Verify the Fix Before You Move On
Once the immediate outage is fixed, a short verification routine prevents most repeat failures:
- Re-test the same agent that failed. Do not declare success just because another profile works.
- Confirm the active auth route you expect is actually the one in use.
- Remove or revoke stale token methods that should no longer take precedence.
- If you changed auth methods, document the new default for that host so the old route does not silently return later.
This is also where cooldown and unusable-profile states matter. The current Anthropic provider docs say No available auth profile (all in cooldown/unavailable) should be checked with openclaw models status --json. That is not the same branch as invalid bearer token, and it is not the same branch as missing authentication header. If you collapse those states into one generic auth story, you will keep fixing the wrong layer.
The escalation rule is simple:
- If re-authentication fixes
invalid bearer token, decide whether the same host should keep that auth route at all. - If
missing authentication headerpersists with a known-good key, stay focused on routing or version-sensitive behavior rather than token rotation. - If one agent still works while another fails, repair the failing agent first.
- If the problem expands beyond the 401 family, jump to the broader OpenClaw error troubleshooting guide or the installation and deployment guide.
FAQ
Does every OpenClaw 401 mean my API key is wrong?

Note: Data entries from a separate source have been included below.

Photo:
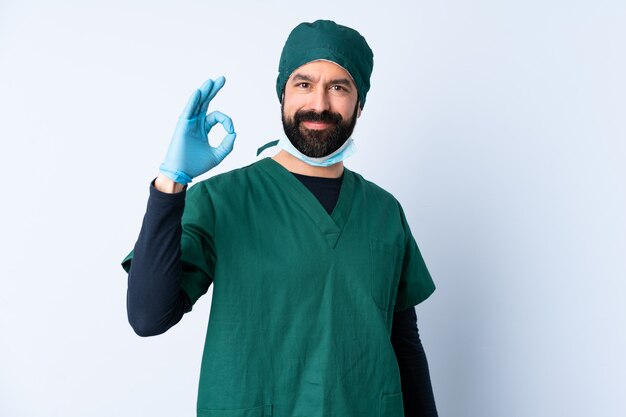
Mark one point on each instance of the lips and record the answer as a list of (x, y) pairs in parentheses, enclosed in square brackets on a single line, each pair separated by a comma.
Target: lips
[(316, 125)]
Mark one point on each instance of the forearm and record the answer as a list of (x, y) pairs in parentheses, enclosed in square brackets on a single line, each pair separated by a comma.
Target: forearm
[(414, 374), (155, 301)]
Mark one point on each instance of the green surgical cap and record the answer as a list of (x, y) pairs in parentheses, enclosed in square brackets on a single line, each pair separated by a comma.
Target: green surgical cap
[(326, 40)]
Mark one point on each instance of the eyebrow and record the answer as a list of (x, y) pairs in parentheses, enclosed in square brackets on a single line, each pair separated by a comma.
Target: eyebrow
[(341, 81)]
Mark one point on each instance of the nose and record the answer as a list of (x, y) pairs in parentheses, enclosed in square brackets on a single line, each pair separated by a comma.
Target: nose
[(318, 100)]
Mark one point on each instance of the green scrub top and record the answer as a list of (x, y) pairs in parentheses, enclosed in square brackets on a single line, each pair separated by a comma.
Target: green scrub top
[(303, 301)]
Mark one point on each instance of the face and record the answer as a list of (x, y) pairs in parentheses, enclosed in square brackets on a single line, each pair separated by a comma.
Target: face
[(320, 107)]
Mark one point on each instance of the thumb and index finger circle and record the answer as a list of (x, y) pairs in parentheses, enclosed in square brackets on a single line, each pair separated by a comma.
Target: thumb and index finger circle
[(218, 117)]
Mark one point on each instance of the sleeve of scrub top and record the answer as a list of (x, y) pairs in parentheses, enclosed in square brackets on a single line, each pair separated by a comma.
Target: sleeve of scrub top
[(415, 284), (197, 245)]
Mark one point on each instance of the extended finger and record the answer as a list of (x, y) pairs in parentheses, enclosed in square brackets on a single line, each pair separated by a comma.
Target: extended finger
[(206, 99), (205, 91), (227, 145), (218, 117), (191, 105)]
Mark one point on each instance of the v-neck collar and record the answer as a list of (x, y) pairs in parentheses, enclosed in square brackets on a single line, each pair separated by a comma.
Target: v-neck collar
[(330, 225)]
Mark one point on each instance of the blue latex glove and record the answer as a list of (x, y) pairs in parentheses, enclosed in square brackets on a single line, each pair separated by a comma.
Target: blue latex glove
[(190, 153)]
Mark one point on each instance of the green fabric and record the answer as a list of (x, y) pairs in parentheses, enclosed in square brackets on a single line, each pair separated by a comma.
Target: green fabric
[(303, 301), (325, 39)]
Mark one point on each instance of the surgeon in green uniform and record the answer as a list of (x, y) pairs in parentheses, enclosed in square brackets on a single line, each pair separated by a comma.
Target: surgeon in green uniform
[(303, 297)]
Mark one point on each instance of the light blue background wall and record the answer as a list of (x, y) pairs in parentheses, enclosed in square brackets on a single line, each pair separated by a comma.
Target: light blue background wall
[(499, 125)]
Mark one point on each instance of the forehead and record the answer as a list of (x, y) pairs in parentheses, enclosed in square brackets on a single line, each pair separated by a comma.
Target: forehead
[(322, 69)]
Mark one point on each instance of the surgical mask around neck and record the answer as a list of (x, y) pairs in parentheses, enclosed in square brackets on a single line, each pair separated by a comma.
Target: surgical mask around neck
[(346, 150)]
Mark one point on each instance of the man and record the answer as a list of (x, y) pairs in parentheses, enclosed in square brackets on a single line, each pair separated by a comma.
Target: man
[(315, 271)]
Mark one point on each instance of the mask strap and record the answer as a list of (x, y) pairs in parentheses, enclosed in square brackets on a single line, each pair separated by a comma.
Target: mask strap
[(267, 145)]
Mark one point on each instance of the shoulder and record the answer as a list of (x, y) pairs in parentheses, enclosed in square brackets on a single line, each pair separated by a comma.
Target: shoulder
[(373, 190)]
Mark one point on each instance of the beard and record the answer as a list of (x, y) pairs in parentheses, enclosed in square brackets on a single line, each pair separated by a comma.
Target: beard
[(318, 143)]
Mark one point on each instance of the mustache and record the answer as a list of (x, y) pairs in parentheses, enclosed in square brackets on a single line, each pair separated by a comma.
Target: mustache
[(312, 116)]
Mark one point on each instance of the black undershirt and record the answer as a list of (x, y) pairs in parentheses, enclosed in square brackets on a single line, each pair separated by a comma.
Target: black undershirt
[(156, 302)]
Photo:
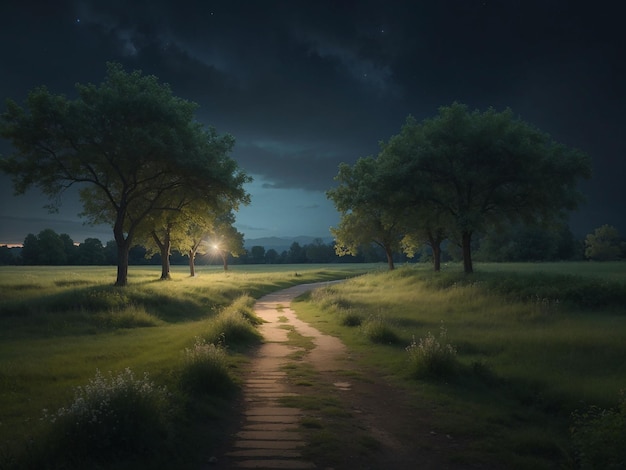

No. Current public evidence shows at least three different 401 classes worth separating: invalid bearer token, missing authentication header, and one-agent credential gaps.
Is setup-token still supported?
Yes. Current OpenClaw docs still document setup-token as a supported Anthropic auth path. But as of April 7, 2026, public issue #23538 also shows a version-specific runtime invalid bearer token regression on OpenClaw 2026.2.21-2, so setup-token should be treated as supported but version-sensitive.
Why does one agent work while another fails?
Because current OpenClaw docs make auth storage agent-specific. A healthy main agent does not prove a new or different agent inherited the same credentials.
What is the safest long-term authentication method for a server?
For an always-on gateway host, current OpenClaw guidance points to the most predictable route. In practice that usually means preferring a direct API key over session- or token-reuse paths.
The Working Rule
An OpenClaw 401 gets easier to fix when you stop asking "which credential should I change?" and start asking "which exact branch failed?" Match the message, apply the smallest fix to that branch, verify it on the same path, and only then decide which authentication method the host should keep. That keeps a narrow 401 outage from turning into a bigger self-inflicted auth mess.